Jordan Normal Forms
This section addresses the question regarding how we determine if two matrices are similar.
Definition. A $\alpha$-invariant subspace $U$ of $V$ is called cyclic relative to $\alpha$ if $U \not= 0$ and there exists a vector $u \in U$ such that $U$ is generated by $\Set{u, \alpha u, \alpha^2 u, …, \alpha^k u}$ for some $k$.
Proposition. A subspace $U$ is cyclic relative to $\alpha$ iff every vector in $U$ can be expressed in the form $f(\alpha) u_1$ for some $u_1 \in U$ and $f \in \mathbf{F}[x]$.
Proof.
($\Rightarrow$) Since $U = u_1, \alpha u_1, …, \alpha^k u_1 \rangle$, for any $u \in U$, we can write $u = a_0(u_1) + a_1(\alpha u_1) + … + a_k (\alpha^k u)$ so $f(x) = a_0 + a_1 x + … + a_k x^k$.
($\Leftarrow$) Since for any $u = f(\alpha)u_1$, $U = \langle u_1, \alpha u_1, … \rangle$ and by finite dimensionality there exists $k$ such that $U = \langle u_1, \alpha u_1, …, \alpha^k u_1 \rangle$.
In other words, the subspace of $V$ consisting of all vectors $\Set{f(\alpha) v}$ is a cyclic subspace generated by $v$.
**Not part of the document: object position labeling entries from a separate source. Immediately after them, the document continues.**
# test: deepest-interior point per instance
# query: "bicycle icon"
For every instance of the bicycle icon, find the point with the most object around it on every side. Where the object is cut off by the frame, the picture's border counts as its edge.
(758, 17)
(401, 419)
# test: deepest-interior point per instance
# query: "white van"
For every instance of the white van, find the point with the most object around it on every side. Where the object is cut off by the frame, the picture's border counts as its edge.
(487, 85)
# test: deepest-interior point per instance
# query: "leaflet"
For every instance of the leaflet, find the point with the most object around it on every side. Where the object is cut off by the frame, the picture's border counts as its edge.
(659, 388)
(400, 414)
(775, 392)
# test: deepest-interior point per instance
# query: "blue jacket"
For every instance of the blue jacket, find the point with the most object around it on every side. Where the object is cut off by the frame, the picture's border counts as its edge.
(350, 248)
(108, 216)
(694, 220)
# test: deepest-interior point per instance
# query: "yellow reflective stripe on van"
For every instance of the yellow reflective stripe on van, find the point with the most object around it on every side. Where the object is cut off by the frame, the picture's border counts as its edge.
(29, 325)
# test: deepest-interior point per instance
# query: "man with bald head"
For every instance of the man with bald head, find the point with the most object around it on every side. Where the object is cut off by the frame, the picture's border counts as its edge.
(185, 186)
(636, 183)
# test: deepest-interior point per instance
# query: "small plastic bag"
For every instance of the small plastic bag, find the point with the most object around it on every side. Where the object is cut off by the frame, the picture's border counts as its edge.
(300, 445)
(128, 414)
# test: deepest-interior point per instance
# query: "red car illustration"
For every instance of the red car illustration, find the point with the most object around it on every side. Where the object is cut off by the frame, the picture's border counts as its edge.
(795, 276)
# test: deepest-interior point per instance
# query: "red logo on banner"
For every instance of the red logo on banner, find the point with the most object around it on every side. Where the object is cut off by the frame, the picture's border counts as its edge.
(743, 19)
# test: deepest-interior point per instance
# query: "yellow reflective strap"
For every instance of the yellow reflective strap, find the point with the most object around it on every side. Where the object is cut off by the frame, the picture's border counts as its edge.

Proposition. There exists a nonzero polynomial in $\mathbf{F}[x]$ with leading coefficient $1$, i.e.
\[m_v(x) = x^r - a_{r-1} x^{r-1} - ... - a_0\]such that $m_v(\alpha)v = 0$ and any polynomial $f \in \mathbf{F}[x]$, $f(\alpha) v = 0$ implies $m_v(x) \mid f(x)$.
Proof.
By finite dimensionality, there exists $r \ge 0$ such that $\Set{v, \alpha v, …, \alpha^{r-1} v}$ are linearly independent and $\Set{v, \alpha v, …, \alpha^{r-1} v, \alpha^r v}$ are linearly dependent, i.e.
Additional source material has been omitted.